[RFC] Follow idea of immutable /usr vs. mutable overrides in /etc

jnpkrn commented 6 years ago

There are many practical reasons why we want to copy this growingly popular scheme, while enabling users to modify the agents per their needs, for instance:

having solely static data in /usr allows one to share that as read-only (or sparsely utilized copy-on-write) mount point with their VMs and containers so as to save space
no conflict-on-update issue

Hence my expectation is that OCF standard will address this, presumably in resource-agent-api.md by replacing

The Resource Agents are located in subdirectories under /usr/ocf/resource.d.

with something like

The Resource Agents are located in subdirectories under /usr/ocf/resource.d. OCF X.Y compliant RM shall first consult /etc/ocf/resource.d path for existence of the requested agent, which, when present, takes a precedence in the agent lookup. This makes for convenient customization of existing agents without altering them at the stated standard location, and in turn, simplifying a revert to stock configuration, coexistence with package updates, and possibly locked-down use of /usr mount point. The agent lookup based on the file presence is definite, any further issue, like file not being executable, notwithstanding.

krig commented 6 years ago

Sounds good to me. :+1:

kgaillot commented 6 years ago

I'm uncomfortable with putting executables in /etc, and I strongly think users shouldn't reuse the same provider+agent name when modifying an agent, as it greatly complicates troubleshooting.

The currently recommended approach for modifying resource agents is to create a new, custom provider under /usr/lib/ocf/resource.d. I could see extending the standard to allow providers in an alternate location, such as /usr/local, /opt, or /srv (followed by ocf/resource.d), or even allowing an OCF_RA_PATH environment variable. I'm not convinced it's a good idea though, as custom OCF scripts are not any more mutable than the commonly distributed ones. In production, few users are going to modify custom scripts directly; they are going to have a development environment, and then push changes to all production nodes (comparable to updating the resource-agents package).

jnpkrn commented 6 years ago

On 21/11/17 22:00 +0000, Ken Gaillot wrote:

I'm uncomfortable with putting executables in /etc,

There's a bunch of executable glue scripts already (including /etc/rc.d/init.d ones for non-systemd systems), which is exactly what resource agents are meant to be. I see no conflict here.

and I strongly think users shouldn't reuse the same provider+agent name when modifying an agent, as it greatly complicates troubleshooting.
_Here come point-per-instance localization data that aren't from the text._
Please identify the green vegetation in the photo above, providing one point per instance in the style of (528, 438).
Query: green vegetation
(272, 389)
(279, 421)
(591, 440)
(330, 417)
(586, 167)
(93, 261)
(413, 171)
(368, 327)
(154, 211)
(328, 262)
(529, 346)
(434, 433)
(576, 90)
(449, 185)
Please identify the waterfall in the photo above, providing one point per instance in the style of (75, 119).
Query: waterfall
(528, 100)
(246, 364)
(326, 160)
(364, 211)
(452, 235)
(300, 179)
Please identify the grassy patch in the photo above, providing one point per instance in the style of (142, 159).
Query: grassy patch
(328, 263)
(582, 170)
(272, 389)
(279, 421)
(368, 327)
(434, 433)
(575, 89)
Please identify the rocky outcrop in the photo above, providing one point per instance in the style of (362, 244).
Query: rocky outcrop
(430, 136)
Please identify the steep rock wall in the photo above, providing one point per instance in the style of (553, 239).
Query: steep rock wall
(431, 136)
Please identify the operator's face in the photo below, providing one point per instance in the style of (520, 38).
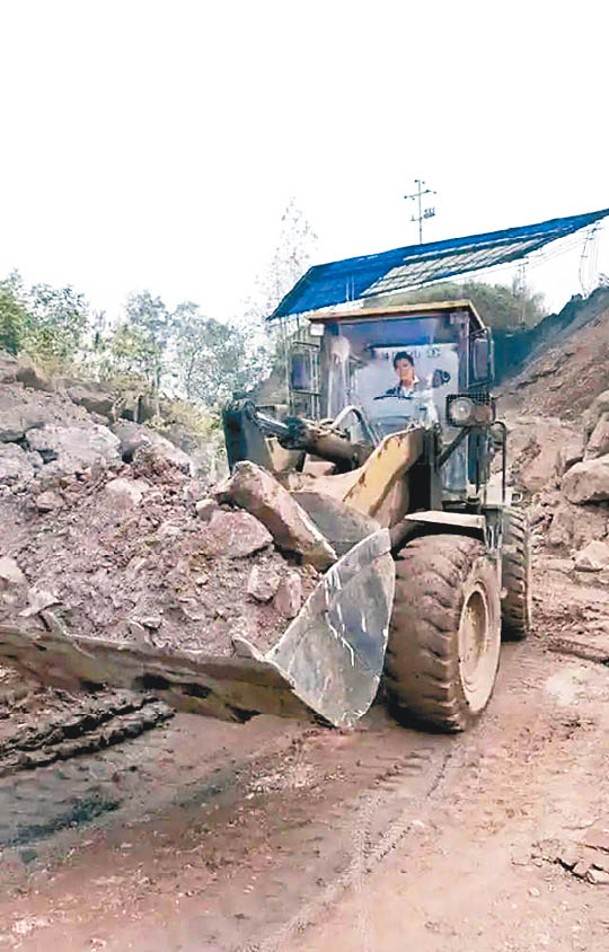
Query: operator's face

Resource managers would need to identify the particular file clearly, true. There perhaps, if the idea is deemed good enough, should also be a provision in the specification wrt. explicit remapping of agent specification to particular path, like SIGHUP signal sent to the resource manager. Prior to that, it would keep initially figured path.

The currently recommended approach for modifying resource agents is to create a new, custom provider under /usr/lib/ocf/resource.d. I could see extending the standard to allow providers in an alternate location, such as /usr/local, /opt, or /srv (followed by ocf/resource.d), or even allowing an OCF_RA_PATH environment variable. I'm not convinced it's a good idea though, as custom OCF scripts are not any more mutable than the commonly distributed ones. In production, few users are going to modify custom scripts directly; they are going to have a development environment, and then push changes to all production nodes (comparable to updating the resource-agents package).

That's not the use case I had in mind, going that deep as to also change the actual configuration.

Rather something like: http://oss.clusterlabs.org/pipermail/users/2017-August/006303.html

Anyway, having bulk synchronization of /etc across the nodes can be appealing (also for systemd unit files, that can likewise be employed with a resource manager if there's a support).

-- Jan (Poki)

dmuhamedagic commented 6 years ago

I'd rather not. Doesn't the provider concept offer enough flexibility? As Ken said, it would also be quite difficult to figure out which RA is being run if the resource manager is allowed to look at more than one place for the same resource configuration.

oalbrigt commented 6 years ago

And you can already make custom or similarly named directories in /usr/lib/ocf/resource.d/heartbeat to avoid clashing with the agents provided by the distro.

jnpkrn commented 6 years ago

On 22/11/17 14:27 +0000, Dejan Muhamedagic wrote:

I'd rather not. Doesn't the provider concept offer enough flexibility? As Ken said, it would also be quite difficult to figure out which RA is being run if the resource manager is allowed to look at more than one place for the same resource configuration.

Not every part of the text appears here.